A research team in Japan has succeeded in developing high precision X-ray deformable mirrors that can be configured as necessary. They are the first to have achieved the formation of three types of X-ray focused beams, which differ in focused spot size, without changing the experimental setup. This is a considerable step towards developing a multi-functional X-ray microscope, which will be able to perform a variety of microscopic analyses in one device.

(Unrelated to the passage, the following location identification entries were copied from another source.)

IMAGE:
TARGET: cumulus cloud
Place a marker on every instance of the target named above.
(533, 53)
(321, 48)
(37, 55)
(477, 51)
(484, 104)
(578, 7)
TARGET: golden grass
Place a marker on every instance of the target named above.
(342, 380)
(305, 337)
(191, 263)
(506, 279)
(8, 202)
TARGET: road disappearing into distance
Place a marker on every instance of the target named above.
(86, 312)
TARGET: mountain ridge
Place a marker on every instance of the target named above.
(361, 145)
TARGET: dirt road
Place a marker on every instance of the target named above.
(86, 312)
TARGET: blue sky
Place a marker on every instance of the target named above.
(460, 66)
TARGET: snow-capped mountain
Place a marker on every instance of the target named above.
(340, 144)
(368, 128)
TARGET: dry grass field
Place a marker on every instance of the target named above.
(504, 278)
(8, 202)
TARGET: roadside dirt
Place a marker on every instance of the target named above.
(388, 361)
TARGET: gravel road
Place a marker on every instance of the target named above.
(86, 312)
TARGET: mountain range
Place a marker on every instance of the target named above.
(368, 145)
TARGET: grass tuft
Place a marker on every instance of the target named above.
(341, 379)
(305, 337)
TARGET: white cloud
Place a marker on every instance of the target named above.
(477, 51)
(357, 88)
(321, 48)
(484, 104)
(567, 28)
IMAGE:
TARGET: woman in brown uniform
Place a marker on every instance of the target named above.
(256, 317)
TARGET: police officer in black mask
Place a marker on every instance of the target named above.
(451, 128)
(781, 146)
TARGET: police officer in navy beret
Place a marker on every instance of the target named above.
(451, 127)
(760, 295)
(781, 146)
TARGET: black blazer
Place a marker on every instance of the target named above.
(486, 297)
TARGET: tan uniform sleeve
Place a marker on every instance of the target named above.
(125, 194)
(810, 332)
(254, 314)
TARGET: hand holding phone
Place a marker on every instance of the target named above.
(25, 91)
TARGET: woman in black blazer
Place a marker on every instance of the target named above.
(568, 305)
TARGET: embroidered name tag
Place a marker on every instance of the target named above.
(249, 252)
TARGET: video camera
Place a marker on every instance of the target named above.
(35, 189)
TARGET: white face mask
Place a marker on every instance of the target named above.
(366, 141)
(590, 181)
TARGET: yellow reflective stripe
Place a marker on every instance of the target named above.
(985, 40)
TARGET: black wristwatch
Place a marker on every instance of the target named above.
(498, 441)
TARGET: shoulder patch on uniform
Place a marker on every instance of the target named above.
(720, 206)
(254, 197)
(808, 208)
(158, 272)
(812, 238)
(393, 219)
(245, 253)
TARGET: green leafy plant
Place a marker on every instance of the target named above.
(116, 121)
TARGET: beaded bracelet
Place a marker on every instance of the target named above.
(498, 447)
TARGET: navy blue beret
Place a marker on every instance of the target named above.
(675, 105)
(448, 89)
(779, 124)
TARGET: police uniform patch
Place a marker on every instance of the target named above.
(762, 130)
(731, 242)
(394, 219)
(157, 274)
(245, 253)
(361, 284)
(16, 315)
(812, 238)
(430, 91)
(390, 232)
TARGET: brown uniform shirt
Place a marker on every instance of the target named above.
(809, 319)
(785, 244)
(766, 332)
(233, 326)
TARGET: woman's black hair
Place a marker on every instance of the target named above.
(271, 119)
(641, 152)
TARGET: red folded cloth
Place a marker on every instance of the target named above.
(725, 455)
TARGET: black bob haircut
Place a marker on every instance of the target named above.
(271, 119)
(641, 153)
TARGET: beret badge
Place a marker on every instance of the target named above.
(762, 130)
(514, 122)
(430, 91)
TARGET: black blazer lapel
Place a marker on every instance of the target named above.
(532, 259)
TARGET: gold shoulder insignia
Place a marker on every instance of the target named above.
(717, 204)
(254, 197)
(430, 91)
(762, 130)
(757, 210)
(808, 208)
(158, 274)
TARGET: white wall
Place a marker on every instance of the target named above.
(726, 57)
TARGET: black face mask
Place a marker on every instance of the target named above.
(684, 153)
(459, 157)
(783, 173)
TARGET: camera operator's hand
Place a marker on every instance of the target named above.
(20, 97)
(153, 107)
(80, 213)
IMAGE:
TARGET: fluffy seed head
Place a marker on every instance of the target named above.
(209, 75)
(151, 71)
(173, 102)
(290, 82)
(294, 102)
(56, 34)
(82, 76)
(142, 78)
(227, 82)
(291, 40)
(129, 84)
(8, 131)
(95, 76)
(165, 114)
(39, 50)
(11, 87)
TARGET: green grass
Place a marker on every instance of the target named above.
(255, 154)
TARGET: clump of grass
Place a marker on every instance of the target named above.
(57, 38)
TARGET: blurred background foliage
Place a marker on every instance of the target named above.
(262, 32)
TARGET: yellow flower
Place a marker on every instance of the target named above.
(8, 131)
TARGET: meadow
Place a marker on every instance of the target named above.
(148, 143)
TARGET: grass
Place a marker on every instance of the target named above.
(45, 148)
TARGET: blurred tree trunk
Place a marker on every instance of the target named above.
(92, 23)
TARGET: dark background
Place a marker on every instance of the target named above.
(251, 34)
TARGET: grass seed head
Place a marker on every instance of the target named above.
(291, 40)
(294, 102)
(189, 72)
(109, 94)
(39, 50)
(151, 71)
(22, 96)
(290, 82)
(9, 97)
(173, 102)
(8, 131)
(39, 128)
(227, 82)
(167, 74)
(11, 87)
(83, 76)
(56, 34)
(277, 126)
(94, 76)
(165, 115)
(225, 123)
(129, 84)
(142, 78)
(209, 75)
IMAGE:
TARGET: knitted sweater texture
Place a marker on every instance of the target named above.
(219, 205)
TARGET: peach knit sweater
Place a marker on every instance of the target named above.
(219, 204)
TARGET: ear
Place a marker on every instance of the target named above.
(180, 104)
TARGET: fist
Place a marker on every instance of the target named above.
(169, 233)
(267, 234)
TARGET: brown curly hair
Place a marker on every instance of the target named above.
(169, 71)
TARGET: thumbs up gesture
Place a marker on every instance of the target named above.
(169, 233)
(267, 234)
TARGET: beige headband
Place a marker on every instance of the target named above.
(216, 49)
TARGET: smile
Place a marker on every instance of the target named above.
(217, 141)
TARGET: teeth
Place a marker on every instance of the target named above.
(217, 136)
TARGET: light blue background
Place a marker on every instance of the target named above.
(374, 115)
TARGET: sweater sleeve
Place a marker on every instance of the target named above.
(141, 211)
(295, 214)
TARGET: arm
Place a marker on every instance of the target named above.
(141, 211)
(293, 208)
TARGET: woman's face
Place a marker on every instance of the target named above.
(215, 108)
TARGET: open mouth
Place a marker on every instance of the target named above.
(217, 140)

So far, X-ray analysis and X-ray microscopes lack the flexibility of electron microscopes, as one device is merely capable of sending a fixed set of focused beams, thereby limiting the range of uses of the device. The research team centering around Professor Kazuto Yamauchi and Assistant Professor Satoshi Matsuyama, both at Graduate School of Engineering, Osaka University, Professor Yoshinori Nishino at Research Institute for Electronic Science, Hokkaido University, Director Dr. Tetsuya Ishikawa and Group Director Dr. Makina Yabashi at RIKEN SPring-8 Center successfully developed deformable mirrors that can be configured as necessary.
By combining four of these mirrors, a new X-ray focusing system, in which the focused spot size is controllable, was developed. This removes the necessity of having to change experiment setups, including the position of the sample.
With the new system it is now possible to create light collection optical systems, which differ in numerical aperture, an index indicating the ability of a lens or mirror to focus light, just by changing the configuration of the deformable mirrors. Changing the numerical aperture allows for a controlling of the focused spot size close to the diffraction limit of a lens or mirror; that is, the limit of its ability to focus light because light is being diffracted. The researchers developed an X-ray wave front measuring technique with which to determine mirror configuration errors with high precision and control deformation with an accuracy of 2nm.
The research team conducted this procedure with precision for three optical systems with different numerical apertures.